The pharmacokinetics of ketamine is characterized by rapid onset of action, relatively short duration of action, and high lipid solubility. Ketamine half life has a pK of 7.5 at physiologic pH. Ketamine half life can be given by multiple routes: IV, TM, SC, oral, sublingual, rectal, nasal, transdermal, epidural, or intrathecal.
Peak plasma concentrations of ketamine occur within 1-3 minute after IV administration and within 5 minutes after TM injection and within 20 min after nasal application. Orally administered Ketamine half life undergoes extensive first pass metabolism, primarily via Ndemethylation, resulting in small ketamine concentrations and large nor-ketamine concentrations in blood and tissue.
The bioavailability of oral ketamine is around 20% whereas after sublingual and nasal spray the bioavailability increases to 30% and 45-50% respectively. The bioavailability of suppository is also 25-30%. Ketamine half life is not significantly bound (50%) to plasma proteins and leaves the blood rapidly to be distributed into tissues.
Initially, Ketamine half life is distributed to highly perfused tissues such as the brain, where the peak concentration may be 4 to 5 times that present in plasma. Subsequently, ketamine half life is redistributed from the brain and other highly perfused tissues to less well perfused tissues.
After the epidural administration the CSF concentration becomes higher than plasma but the concentrations of biotransformation products in CSF are smaller than those of the parent drug, however, the elimination half life remains equal.

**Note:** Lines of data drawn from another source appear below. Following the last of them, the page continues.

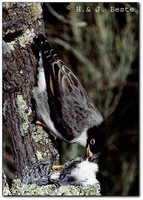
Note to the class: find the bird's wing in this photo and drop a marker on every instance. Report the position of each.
(70, 106)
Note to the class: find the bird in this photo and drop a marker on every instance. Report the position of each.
(76, 172)
(62, 103)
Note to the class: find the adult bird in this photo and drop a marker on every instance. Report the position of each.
(63, 104)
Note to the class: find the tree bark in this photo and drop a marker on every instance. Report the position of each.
(21, 22)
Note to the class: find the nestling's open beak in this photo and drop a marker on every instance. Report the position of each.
(56, 168)
(89, 154)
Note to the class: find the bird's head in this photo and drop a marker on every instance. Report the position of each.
(96, 139)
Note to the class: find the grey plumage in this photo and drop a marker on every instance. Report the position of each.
(62, 102)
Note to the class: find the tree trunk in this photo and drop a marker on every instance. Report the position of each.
(21, 22)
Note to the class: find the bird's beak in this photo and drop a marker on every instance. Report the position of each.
(89, 154)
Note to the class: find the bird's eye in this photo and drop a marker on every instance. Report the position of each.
(92, 141)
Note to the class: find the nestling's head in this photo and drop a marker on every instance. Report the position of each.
(96, 139)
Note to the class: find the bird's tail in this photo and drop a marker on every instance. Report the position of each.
(47, 51)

Ketamine has a high hepatic clearance rate and a large volume of distribution. Therefore, alterations in hepatic blood flow could influence ketamine’s clearance rate. Animal studies show significant excretion of ketamine and its metabolite norketamine through the bile duct.
Therefore obstruction could increase the duration of action of ketamine. The duration of ketamine also increases in renal impairment; however, the plasma level of norketamine dose not alter much, implying its greater renal independent excretion.
The pharmacokinetic parameters of S- and R- Ketamine half life in the racemic mixture or -ketamine do not differ significantly. Statistically significant higher AUC and C(max) are found for S-norketamine compared with R-norketamine in the racemic group.